Maintenance is undertaken by Jim Morley a local groundsman and landscape gardener who, for the past seven years, has been contracted to work eight hours a week at the ground.
The pitch is cut using a 30" Ransomes Mastiff mower, always-double cutting for matches. During the growing season Jim will cut the pitch four times a week maintaining a height of cut of 32mm. Mowing alone takes close to six hours a week and, with marking out taking a further two hours, his contracted time is soon used up.
Consequently, Jim spends at least twice his contracted hours at the ground on a voluntary basis, sometimes up to twenty hours a week, ensuring that the pitch is in a good condition.
Marking out is carried using a transfer wheel line marker and Grassline paint. Weeds are spot treated, mainly to control plantains and dandelions. After matches the pitch is divoted and then brushed using a Sisis 5ft sweeper brush.
Jim often has to beg, steal or borrow equipment. The pitch easily gets compacted after play, especially during wet periods, when the soil is wet and saturated. To help relieve the compaction the pitch is regularly aerated, alternating between Sisis slit tining and chain harrowing on a weekly rotation.
Even though the club allocate a small annual budget for general maintenance, Jim still has to go 'cap in hand' to secure funds for end of season renovations and any other unforeseen works. In an ideal world he likes to scarify, deep aerate, topdress and overseed.
However, in 2008, the club made no funds available for end of season renovations leaving Jim somewhat concerned, especially when he knows that, like most clubs, a considerable amount of money is spent on players' wages. Whilst he accepts that money will always be tight at clubs like the Batley Bulldogs he does find the whole scenario frustrating.
With no money available, Jim's only 'renovation' was an application of autumn fertiliser and continuation of his maintenance regimes.
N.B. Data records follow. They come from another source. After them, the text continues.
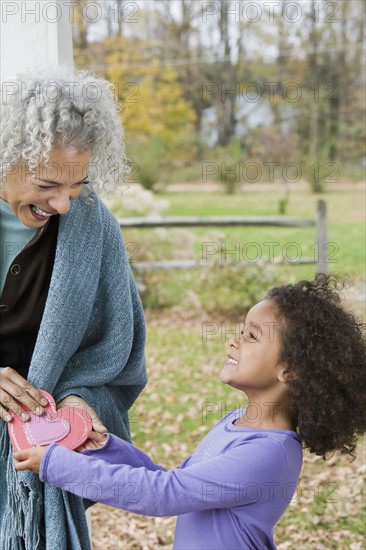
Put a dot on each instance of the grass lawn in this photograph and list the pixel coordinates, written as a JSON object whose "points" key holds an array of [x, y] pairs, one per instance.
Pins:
{"points": [[184, 397]]}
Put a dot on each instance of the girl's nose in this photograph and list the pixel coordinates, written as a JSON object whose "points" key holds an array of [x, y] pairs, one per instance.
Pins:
{"points": [[233, 342]]}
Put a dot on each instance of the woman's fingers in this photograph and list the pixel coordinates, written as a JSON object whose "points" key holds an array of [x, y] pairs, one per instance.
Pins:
{"points": [[15, 392], [29, 459]]}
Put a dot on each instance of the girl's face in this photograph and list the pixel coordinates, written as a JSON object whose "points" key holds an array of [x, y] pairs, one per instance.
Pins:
{"points": [[36, 196], [253, 358]]}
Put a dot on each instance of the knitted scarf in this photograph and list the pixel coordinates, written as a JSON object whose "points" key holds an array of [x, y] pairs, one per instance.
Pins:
{"points": [[90, 343]]}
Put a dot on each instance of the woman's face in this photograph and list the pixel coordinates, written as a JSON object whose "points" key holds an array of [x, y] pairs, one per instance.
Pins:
{"points": [[36, 196]]}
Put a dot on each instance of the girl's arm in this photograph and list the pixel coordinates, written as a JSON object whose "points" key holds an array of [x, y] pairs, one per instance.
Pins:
{"points": [[219, 482], [117, 451]]}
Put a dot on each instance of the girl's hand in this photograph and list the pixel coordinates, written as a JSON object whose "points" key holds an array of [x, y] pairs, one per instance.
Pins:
{"points": [[29, 459], [15, 391], [76, 401]]}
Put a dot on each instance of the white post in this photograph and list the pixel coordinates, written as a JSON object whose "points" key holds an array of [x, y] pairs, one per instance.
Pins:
{"points": [[34, 33]]}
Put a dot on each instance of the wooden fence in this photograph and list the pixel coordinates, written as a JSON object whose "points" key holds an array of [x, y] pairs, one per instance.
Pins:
{"points": [[320, 224]]}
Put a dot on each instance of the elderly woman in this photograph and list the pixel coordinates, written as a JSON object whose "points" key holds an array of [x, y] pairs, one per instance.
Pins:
{"points": [[71, 318]]}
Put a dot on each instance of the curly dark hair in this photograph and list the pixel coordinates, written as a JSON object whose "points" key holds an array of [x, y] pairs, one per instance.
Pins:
{"points": [[324, 348]]}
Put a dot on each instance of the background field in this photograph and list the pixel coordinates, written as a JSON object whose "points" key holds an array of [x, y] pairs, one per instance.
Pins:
{"points": [[186, 350]]}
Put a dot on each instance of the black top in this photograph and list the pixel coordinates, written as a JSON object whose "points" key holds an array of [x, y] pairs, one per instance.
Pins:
{"points": [[24, 297]]}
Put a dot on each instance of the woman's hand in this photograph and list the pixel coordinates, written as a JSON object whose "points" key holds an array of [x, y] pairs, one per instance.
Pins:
{"points": [[29, 459], [15, 391], [76, 401]]}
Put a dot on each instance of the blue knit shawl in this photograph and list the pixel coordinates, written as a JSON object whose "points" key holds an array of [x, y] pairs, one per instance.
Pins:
{"points": [[90, 343]]}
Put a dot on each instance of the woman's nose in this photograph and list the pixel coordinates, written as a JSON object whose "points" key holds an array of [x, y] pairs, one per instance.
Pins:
{"points": [[233, 342], [61, 203]]}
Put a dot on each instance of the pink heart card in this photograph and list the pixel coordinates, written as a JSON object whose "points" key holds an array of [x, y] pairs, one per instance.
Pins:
{"points": [[68, 426]]}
The playing season runs from February through to late August, with the pitch having to cope with two games a week plus training sessions. However, any end of season renovations cannot start until all the corporate games and schoolboy finals have been completed. During this period the pitch often has to cope with four fixtures a day, not what is required at the end of a busy season.
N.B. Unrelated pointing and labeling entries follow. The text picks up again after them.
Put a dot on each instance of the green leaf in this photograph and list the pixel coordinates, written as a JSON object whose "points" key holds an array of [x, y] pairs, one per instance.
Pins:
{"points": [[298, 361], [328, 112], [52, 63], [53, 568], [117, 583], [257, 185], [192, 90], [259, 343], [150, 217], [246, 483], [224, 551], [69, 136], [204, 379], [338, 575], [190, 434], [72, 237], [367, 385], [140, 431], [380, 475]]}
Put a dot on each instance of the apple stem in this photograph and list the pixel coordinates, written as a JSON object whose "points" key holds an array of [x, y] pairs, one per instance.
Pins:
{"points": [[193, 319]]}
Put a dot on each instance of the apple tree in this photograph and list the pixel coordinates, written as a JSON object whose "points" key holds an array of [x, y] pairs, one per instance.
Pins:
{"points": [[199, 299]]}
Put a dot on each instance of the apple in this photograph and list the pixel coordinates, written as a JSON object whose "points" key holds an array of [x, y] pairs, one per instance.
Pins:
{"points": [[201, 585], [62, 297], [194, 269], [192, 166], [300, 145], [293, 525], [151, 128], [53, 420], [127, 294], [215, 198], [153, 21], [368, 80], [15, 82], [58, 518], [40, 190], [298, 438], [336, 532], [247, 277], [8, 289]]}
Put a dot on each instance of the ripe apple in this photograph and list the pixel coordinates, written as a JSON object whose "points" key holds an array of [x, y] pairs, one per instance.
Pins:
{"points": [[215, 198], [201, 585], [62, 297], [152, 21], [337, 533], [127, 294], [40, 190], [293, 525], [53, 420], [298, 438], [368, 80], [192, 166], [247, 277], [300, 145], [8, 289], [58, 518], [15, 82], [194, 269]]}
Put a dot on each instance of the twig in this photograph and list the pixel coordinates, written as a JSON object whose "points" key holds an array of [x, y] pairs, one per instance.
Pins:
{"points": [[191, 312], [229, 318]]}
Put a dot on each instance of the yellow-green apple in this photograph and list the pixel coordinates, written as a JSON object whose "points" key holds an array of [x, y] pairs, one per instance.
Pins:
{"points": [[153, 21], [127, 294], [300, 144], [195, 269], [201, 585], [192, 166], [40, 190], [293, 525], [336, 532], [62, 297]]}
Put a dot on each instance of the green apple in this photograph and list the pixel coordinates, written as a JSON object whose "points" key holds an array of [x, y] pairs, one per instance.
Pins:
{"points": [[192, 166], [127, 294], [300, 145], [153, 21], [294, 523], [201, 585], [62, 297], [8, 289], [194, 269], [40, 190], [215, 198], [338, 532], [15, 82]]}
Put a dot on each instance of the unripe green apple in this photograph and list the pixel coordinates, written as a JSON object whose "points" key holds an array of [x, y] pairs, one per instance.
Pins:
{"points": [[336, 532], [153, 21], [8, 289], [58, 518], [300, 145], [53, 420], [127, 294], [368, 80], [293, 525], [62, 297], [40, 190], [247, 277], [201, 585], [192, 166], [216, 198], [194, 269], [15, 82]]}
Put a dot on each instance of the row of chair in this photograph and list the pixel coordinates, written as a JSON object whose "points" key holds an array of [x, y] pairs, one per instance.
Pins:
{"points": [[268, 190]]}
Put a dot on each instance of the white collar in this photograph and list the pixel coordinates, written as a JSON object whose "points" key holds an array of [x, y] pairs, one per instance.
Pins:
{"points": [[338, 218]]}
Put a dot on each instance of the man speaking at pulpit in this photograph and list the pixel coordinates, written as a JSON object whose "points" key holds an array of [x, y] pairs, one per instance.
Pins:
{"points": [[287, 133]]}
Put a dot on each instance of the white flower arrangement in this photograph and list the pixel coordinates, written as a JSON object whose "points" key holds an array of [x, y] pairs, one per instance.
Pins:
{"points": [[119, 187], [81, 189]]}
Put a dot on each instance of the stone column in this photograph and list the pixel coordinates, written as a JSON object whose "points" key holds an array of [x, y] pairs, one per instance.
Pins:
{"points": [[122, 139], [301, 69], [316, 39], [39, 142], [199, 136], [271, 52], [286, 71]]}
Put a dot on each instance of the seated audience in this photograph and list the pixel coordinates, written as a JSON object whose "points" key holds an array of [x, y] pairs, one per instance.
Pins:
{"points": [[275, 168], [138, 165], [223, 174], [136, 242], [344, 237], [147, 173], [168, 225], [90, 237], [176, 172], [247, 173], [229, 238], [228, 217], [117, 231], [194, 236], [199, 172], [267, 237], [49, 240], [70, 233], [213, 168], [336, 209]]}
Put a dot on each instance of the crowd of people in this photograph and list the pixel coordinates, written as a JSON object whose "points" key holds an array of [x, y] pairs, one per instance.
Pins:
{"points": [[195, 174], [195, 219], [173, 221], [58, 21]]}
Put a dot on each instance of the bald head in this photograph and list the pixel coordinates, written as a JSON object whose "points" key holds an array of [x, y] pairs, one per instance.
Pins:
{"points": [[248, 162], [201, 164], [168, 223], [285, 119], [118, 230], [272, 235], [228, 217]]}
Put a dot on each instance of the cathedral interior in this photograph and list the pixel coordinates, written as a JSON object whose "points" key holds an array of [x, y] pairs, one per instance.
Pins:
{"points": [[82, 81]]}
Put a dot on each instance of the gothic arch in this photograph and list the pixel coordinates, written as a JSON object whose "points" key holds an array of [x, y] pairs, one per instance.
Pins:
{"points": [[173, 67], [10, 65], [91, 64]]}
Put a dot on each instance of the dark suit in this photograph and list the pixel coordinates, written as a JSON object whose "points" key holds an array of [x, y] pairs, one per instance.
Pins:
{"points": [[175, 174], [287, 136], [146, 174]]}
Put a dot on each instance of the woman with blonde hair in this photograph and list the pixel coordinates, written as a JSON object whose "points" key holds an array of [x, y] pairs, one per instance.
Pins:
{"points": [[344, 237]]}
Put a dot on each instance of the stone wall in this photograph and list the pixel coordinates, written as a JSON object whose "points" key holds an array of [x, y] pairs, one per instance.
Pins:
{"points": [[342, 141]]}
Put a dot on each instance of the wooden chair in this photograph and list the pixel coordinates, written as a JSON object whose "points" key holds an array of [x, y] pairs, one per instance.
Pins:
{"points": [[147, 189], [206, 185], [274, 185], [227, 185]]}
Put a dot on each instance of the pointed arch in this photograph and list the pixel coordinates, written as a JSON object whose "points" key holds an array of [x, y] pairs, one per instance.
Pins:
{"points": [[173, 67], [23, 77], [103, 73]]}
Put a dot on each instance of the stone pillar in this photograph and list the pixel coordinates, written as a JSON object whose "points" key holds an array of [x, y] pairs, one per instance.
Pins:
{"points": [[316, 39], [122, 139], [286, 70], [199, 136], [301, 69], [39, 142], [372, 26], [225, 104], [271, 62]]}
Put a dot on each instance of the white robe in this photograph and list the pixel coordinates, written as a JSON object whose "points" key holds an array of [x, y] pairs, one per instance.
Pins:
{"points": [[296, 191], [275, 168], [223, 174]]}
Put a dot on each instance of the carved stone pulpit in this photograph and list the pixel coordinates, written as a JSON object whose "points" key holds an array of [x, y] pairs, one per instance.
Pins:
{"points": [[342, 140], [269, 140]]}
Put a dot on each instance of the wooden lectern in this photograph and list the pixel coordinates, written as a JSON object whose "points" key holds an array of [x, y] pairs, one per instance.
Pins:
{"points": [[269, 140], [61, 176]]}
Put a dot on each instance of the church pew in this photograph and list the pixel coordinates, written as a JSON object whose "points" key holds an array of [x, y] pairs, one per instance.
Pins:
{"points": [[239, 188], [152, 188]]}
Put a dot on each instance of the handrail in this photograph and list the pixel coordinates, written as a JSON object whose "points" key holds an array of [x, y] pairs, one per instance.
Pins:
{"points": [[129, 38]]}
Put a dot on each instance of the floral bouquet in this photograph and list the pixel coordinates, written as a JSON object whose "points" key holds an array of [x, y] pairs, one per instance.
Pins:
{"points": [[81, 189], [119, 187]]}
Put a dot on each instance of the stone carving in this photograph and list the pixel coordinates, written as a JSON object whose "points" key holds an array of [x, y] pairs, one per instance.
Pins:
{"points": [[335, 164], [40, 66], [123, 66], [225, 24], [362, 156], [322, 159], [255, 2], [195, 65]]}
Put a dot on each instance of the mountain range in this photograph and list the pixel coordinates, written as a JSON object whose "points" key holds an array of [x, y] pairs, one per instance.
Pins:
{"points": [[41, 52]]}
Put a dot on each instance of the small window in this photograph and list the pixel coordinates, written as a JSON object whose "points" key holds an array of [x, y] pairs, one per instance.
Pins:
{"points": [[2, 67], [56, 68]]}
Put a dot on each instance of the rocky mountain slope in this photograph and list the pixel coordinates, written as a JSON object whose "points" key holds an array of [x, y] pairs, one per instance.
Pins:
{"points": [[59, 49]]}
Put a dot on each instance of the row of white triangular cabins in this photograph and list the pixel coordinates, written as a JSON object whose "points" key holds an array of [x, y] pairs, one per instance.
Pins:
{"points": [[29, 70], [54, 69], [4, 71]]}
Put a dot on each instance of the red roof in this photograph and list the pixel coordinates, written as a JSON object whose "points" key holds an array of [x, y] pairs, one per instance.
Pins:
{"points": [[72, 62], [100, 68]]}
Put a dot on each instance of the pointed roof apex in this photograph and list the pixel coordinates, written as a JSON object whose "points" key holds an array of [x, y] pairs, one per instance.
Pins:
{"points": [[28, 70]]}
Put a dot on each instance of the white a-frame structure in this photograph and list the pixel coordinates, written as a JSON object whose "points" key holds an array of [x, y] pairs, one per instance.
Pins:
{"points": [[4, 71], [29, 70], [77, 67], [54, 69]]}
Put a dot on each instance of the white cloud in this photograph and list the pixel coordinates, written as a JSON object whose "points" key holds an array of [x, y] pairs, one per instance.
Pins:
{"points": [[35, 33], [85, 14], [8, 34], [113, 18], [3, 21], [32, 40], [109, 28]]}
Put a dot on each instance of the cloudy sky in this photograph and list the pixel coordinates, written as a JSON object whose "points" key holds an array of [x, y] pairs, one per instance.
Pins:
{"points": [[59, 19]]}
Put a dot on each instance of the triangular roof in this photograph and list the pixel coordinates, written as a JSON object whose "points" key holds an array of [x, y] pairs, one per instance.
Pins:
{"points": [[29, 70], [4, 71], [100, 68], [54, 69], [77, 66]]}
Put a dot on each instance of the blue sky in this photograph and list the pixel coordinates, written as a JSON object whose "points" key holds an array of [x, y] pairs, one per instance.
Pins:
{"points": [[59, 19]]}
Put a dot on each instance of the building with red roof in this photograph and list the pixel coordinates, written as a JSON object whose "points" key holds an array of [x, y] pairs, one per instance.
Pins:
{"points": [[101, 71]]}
However, the pitch does recover well from this beating thanks, in the main, to Jim's diligence. His worst period is the summer months when the grass is growing well. With no watering facilities at the ground he has to rely purely on rainfall to keep the pitch watered, something Yorkshire has not been short of in the past two summers. Even then, with the pitches free draining construction, it soon dries out and the grass can easily become stressed.
Jim, like many groundsmen, is proud of his pitch. The long hours he puts in 'beyond the call of duty' to maintain his hallowed turf is not untypical. He doesn't want paying any more for his time. He would just like the appropriate funds to buy the essential materials and products to continue to improve the playing surface.
There is no question that players like to perform on a quality playing surface, and that the condition of the pitch can dictate the performance of a team.
Jim, like everyone else at the club, wants to see Batley Bulldogs succeed, and to improve their status in rugby league. But, it goes with out saying that, without a decent facility to train and play on, how can the club expect to attract new players?
I am sure Jim will one day get his just rewards. As ever it will be about priorities. At present the pitch comes lower in the pecking order. Maybe one day the club will provide the necessary funding to allow Jim the opportunity to produce a pitch the players and the club deserve.
And I have no doubt that Jim will keep trying to convince the club to spend money on the pitch!